The Davis School District Board of Education has three seats up for general election this year, in Districts 1, 2 and 4. Districts 1 and 2 both saw their primary elections canceled, so candidates advanced straight to the general election.
Below are brief profiles of the candidates in each district. This story will be updated with election winners once results are in.
District 1 has incumbent Liz Bertin Mumford pitted against challenger Gary Widders. Mumford has served on the Utah State Board of Education in the past: on the math curriculum review committee and currently on the trust land advisory committee, and has worked as a K-6 enrichment teacher as well.

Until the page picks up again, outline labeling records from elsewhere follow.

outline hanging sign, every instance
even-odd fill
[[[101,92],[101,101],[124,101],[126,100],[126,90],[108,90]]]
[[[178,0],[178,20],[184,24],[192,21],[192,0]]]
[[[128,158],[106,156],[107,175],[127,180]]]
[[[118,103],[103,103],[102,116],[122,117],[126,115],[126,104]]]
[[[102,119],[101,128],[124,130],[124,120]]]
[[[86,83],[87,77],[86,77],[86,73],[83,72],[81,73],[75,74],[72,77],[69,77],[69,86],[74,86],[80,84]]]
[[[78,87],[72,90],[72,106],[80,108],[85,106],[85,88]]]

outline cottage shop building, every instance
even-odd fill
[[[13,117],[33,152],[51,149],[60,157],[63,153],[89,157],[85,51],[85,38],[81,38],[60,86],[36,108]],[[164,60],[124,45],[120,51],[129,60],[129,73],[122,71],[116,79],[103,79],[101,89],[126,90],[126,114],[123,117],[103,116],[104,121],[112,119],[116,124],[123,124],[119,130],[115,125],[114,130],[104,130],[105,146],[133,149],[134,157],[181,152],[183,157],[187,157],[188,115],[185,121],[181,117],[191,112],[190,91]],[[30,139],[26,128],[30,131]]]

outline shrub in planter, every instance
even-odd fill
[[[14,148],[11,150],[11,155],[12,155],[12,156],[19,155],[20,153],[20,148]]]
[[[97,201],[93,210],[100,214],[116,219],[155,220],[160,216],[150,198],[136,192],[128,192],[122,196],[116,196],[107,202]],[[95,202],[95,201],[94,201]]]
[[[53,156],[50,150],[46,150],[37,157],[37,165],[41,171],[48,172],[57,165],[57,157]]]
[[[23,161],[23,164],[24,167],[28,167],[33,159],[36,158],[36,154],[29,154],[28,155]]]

She was elected to her Board of Education seat in District 1 in 2016.
Widders calls himself a fiscal conservative, according to the Standard-Examiner, and wants to lower property taxes by cutting the budget back to its 2015 level.
In District 2, Amanda Olson opposes incumbent John Robison, with write-in candidate Emilie Daly. Olson’s campaign website outlines her goal, to make changes to an educational system where children have had similar issues across generations.
Robison, current board president, was elected in 2016. He has forty years experience working in the Davis school district as a teacher, counselor, coach, curriculum director and vice principal, according to the Standard-Examiner.
Write-in candidate Daly’s campaign bio decries the lack of student and parent representation on the board. Daly has been vocal in opposing Davis school district’s hybrid class schedule, arguing students need socialization, as reported in KSL TV.
No one filed to oppose incumbent Brigit Gerrard’s seat, but Brittanie Dawn Flint threw her hat in the ring as a write-in candidate.
Gerrard works on the school board, the Davis Technical College Board and the Utah School Board Association. According to her campaign website, she wants to focus on proper teacher compensation and improving mental health for students and teachers.
Flint, who owns Flippers Gymnastics and Cheer in Kaysville, doesn’t have a live campaign website. According to the Standard-Examiner, she has attended school board meetings to advocate for a fully in-person schedule in lieu of the hybrid structure.
Mumford leads Giddens 78.80 percent to 21.20 percent of the vote.
Robison leads Olson 53.16 percent of the vote to 46.84 percent.
Gerrard took the District 4 seat in an uncontested race.